Happy 23rd Anniversary to My Beloved Bride

Happy 23rd Anniversary to My Beloved Bride

Personal

Posted on May 30, 2016 by Blake Leath

"Happy Anniversary!" >8,395 dawns

Spring 1989—
Every Tuesday/Thursday at precisely eight o’clock in the morning for thirteen weeks, I find myself in a sea of more than one hundred beleaguered Baylor freshmen. I sit in the center of the classroom for “Earthquakes & Natural Disasters,” halfway in and halfway up. Three rows ahead—between me and the professor’s obnoxiously bright overhead projector—I see the back of your haloed head, perfectly lit when he flips the switch and casts transparencies describing lava, Charles Richter and tectonic plates. You are ponytailed, routinely late, and always in sweats. You look like Courtney Thorne-Smith’s sister and, naturally, I’m smitten.

October 1989—
Alone, as has been my pattern, I go to a cinema one Friday night to see Look Who’s Talking starring John Travolta and Kirstie Alley. I sit in the center here, too, halfway in and halfway up. Moments later, I notice you enter, accompanied by three or four girlfriends. I make a mental note, “Find that girl.”

Days later, after some ferreting, grapevining, scouting and recon, I divine your name. In my dorm, I find a yearbook of sorts, scan to the D’s and, jackpot, there you are.

One nervous and awkward phone call later, we find ourselves on a first date. It is Monday, October 16th. Starting at the suspension bridge overlooking the Brazos, we walk, make our way to the grassy bank, toss a football, and eat and laugh at Wendy’s for the better part of two hours. I have perhaps nine dollars to my name, worry that you’ll order more than I can afford, but eventually think to myself, “A girl who loves movies, runs post patterns in Levi’s without batting an eye, and scarfs down a burger and Frosty instead of a salad...where do I sign?!?”

A few dizzying weeks later, I describe you to my dad by saying, “With her, every day feels like Christmas.” (We shall later use that as an excuse for leaving our Christmas tree up year-round.)
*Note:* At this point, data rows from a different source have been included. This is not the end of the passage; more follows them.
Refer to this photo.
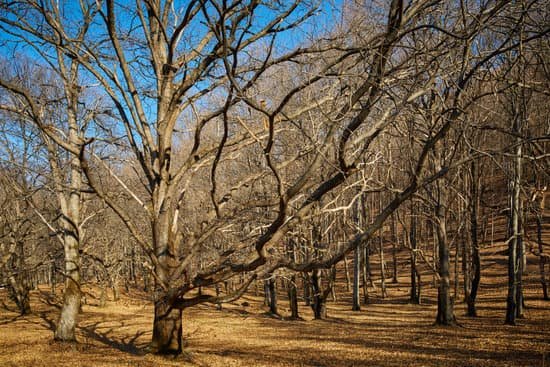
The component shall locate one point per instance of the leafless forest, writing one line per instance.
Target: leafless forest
(278, 183)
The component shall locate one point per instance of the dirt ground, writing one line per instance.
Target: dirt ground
(387, 332)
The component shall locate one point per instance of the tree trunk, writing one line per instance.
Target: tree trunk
(356, 276)
(445, 313)
(395, 243)
(542, 258)
(272, 290)
(319, 300)
(65, 330)
(475, 264)
(167, 330)
(514, 241)
(382, 267)
(346, 269)
(414, 293)
(293, 298)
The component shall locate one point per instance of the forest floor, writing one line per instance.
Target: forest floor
(387, 332)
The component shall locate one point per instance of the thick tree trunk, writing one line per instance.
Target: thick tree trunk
(66, 325)
(17, 283)
(167, 330)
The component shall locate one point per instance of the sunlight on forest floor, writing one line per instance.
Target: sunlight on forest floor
(387, 332)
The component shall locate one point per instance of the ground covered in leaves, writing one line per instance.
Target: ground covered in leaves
(387, 332)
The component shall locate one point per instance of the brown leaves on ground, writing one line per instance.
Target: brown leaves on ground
(388, 332)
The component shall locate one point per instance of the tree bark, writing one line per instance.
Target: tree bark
(356, 277)
(475, 264)
(414, 292)
(445, 313)
(167, 330)
(542, 258)
(319, 298)
(395, 240)
(66, 325)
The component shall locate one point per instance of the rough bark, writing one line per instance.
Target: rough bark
(445, 312)
(415, 291)
(167, 329)
(356, 278)
(542, 258)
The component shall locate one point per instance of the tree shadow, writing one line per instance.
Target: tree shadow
(125, 344)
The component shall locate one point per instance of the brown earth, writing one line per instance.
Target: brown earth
(388, 332)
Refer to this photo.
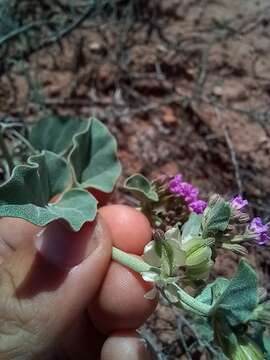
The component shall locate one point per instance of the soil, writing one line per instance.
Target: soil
(184, 87)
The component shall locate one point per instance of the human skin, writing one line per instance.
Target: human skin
(62, 297)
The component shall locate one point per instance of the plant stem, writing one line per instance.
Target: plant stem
(5, 152)
(186, 301)
(129, 260)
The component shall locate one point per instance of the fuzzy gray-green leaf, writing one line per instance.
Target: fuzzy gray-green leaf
(94, 157)
(55, 132)
(28, 193)
(216, 217)
(239, 300)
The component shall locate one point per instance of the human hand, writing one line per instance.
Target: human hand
(61, 296)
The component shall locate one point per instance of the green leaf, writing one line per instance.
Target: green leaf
(94, 157)
(213, 291)
(192, 227)
(141, 187)
(55, 132)
(239, 300)
(216, 217)
(31, 187)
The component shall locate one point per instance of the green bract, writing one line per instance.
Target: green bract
(90, 161)
(141, 187)
(216, 217)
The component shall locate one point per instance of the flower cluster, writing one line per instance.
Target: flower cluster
(188, 192)
(238, 203)
(261, 230)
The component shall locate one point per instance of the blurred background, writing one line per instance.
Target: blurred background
(184, 86)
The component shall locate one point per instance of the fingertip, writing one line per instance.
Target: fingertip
(130, 229)
(121, 303)
(125, 345)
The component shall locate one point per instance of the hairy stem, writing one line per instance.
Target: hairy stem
(5, 152)
(129, 260)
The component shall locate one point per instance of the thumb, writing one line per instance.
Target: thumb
(51, 279)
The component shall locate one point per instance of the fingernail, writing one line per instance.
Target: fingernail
(65, 248)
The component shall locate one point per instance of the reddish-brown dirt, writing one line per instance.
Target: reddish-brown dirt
(185, 88)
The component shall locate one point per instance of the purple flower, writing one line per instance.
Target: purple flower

For the next two decades, we’ll experience our fair share of April fools, but it remains a lifetime of thanksgiving.

May 30, 1993—
You make me the proverbial “happiest man alive.”

1992-2015
We live in the desert. We live in an apartment the size of a shoebox with two sheddy cats. You endure my “exercise” phase, during which Weider home gym equipment cannibalizes precious bedroom space in three consecutive residences. You support me when I teach taekwondo in the evenings for extra cash. You wait patiently for years while I continue school, ceaselessly reading and writing and studying and striving to become a more able and stable provider. We win some, lose lots, tread water, and move a few times. You hold the fort, pay the bills, and subsist on 5-minute nightly phone calls courtesy of my worn and faded MCI card while I travel more than 2,500 days in the first half of my career and our marriage. In time, God willing, you bring two beloved children into this world, the first whom remains the light of our lives and the second whom we consecrate to memory and commemorate with steadfast friends and a laurel tree that now stands twenty feet high in the backyard of one of your girlfriends whom accompanied you to Look Who's Talking twenty-seven years ago. In all things—travel, business, residency, relationships, hopes realized and dreams periodically dashed, you trust me. You follow, accompany, lead, stand behind, stand beside, or carry.

Despite my panoply of oddities and eccentricities, you—as in “Earthquakes & Natural Disasters”—perennially stand before me and, now, for me, too. Often ponytailed, frequently in sweats, sometimes late, but forever there. Faithful, true, kind, gracious, grounded, funny, whip-smart, encouraging, warm, competitive, mischievous. In sickness and health, always loving and cherishing and leading and serving and supporting me and countless others.

On those unfortunate but inevitable occasions when life, the economy, health, or people spat in my face and kicked me in the groin and burned my world to the ground and I found myself spent and rent and reeling and kneeling in ash and covered in soot, I have inevitably looked up and ahead to see that you remain, every time, my constant lighthouse in the storm. When the winds die and the smoke clears, you abide with a palmful of soil and seed as if to say, “It’ll be okay. God has a plan. Here, let’s plant this, pray, be patient, and see what is re-imagined or restored.”

Time marches on; seasons come and go.

And then one morning, up through the black arises a spritely shoot, then a meadow, then a forest.

It reliably works this way.

“It will work out. It always does.”

***

2016—
Though I accept we cannot predict the future, I remain optimistic about it. We are guaranteed no tomorrows, but as we lie in bed at night, I run my fingers through your hair until you fall asleep, gently remove your glasses from your warm face, place them quietly on my bedside table, lock up, turn off the lights, ready our home for rest, and give thanks to the good Lord above for one more day.

Perhaps tomorrow I will awake again, extravagantly blessed another time to be and do with you and buoyed by the hope that arrives with dawn.